Aunque el peronismo oficialista retuvo la mayoría como fuerza política nacional al obtener 5,98 millones de votos (31,0 por ciento), frente a 5,54 millones de sufragios (29,0 por ciento) que alcanzó la alianza de radicales socialdemócratas, liberales y socialistas, las cifras no lograron ocultar la contundente derrota del ex Presidente Kirchner en la provincia de Buenos Aires, donde obtuvo el 32,1 por ciento de los votos, frente a su adversario Francisco de Narváez que acumuló el 34,5 por ciento de los sufragios montado en una alianza de peronistas de derecha y neoliberales. Como el ex Mandatario encabezaba su lista nacional, pese a su derrota ocupará un sillón en la Cámara de Diputados.
Los resultados en la provincia de Buenos Aires -que concentra el 40 por ciento del padrón electoral- dejaron al gobierno en una complicada posición que le obligará a negociar apoyos parlamentarios para aprobar sus iniciativas en los próximos dos años; al kirchnerismo en retroceso hacia las definiciones electorales de 2011, y una nueva crisis en el ya fragmentado justicialismo. El arrinconamiento del matrimonio Kirchner fue precipitado por ellos mismos, al otorgar el carácter de "plebiscito" a las elecciones del domingo pasado.

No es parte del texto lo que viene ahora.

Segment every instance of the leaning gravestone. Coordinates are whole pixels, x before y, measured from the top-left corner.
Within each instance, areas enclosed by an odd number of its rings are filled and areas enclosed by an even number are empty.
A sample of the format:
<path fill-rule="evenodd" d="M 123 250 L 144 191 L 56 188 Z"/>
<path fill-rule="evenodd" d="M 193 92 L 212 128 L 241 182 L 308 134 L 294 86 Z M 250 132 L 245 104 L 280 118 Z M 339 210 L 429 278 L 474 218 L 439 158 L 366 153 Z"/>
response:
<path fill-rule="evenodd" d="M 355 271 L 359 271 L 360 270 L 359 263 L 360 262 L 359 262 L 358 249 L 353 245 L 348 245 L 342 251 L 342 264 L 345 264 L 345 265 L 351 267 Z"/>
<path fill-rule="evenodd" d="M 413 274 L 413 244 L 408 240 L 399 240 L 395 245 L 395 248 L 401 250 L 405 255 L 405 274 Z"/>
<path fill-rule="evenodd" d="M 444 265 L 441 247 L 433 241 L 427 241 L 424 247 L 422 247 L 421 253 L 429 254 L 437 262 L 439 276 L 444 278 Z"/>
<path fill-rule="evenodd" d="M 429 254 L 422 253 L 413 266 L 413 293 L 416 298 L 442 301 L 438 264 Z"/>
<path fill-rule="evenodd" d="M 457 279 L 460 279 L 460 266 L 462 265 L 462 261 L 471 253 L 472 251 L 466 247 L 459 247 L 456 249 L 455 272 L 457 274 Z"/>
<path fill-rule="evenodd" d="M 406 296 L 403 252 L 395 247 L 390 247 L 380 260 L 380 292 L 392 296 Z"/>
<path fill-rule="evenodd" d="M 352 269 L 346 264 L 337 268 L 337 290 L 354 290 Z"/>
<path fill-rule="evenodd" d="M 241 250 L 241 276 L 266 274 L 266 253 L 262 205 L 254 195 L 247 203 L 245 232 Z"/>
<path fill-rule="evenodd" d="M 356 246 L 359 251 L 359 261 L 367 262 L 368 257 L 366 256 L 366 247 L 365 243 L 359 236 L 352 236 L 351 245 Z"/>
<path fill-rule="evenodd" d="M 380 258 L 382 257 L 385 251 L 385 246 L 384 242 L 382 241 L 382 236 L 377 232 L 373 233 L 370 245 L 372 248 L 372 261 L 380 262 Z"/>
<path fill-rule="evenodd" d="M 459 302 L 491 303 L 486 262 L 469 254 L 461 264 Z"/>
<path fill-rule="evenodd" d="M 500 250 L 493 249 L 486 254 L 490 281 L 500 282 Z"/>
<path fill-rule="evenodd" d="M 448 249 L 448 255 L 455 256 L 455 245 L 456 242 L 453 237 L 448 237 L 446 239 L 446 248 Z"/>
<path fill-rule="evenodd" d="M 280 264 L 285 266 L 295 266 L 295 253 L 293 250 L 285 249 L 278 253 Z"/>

La primera baja ante la derrota electoral fue la propia renuncia de Néstor Kirchner a la presidencia del Partido Justicialista, cuyas aspiraciones de volver a la Casa Rosada se han puesto cuesta arriba. Para el alcalde de Buenos Aires, el derechista Mauricio Macri, el revés electoral del kirchnerismo representa "una bisagra" a su modo de gobernar. "El oficialismo debería reflexionar y cambiar su actitud abriéndose al diálogo con la oposición", dijo el edil, que tiene los ojos puestos en la carrera presidencial, mientras presiona para que Cristina Fernández haga cambios en su equipo ministerial.
En el mismo sentido presiona Francisco de Narváez, quien esta semana dijo que los opositores "queremos sentarnos en una mesa con ella (Fernández) y con su gabinete para colaborar", al demandar un cambio de estilo, menos áspero y más inclusivo, en el gobierno que encabeza la esposa de Néstor Kirchner.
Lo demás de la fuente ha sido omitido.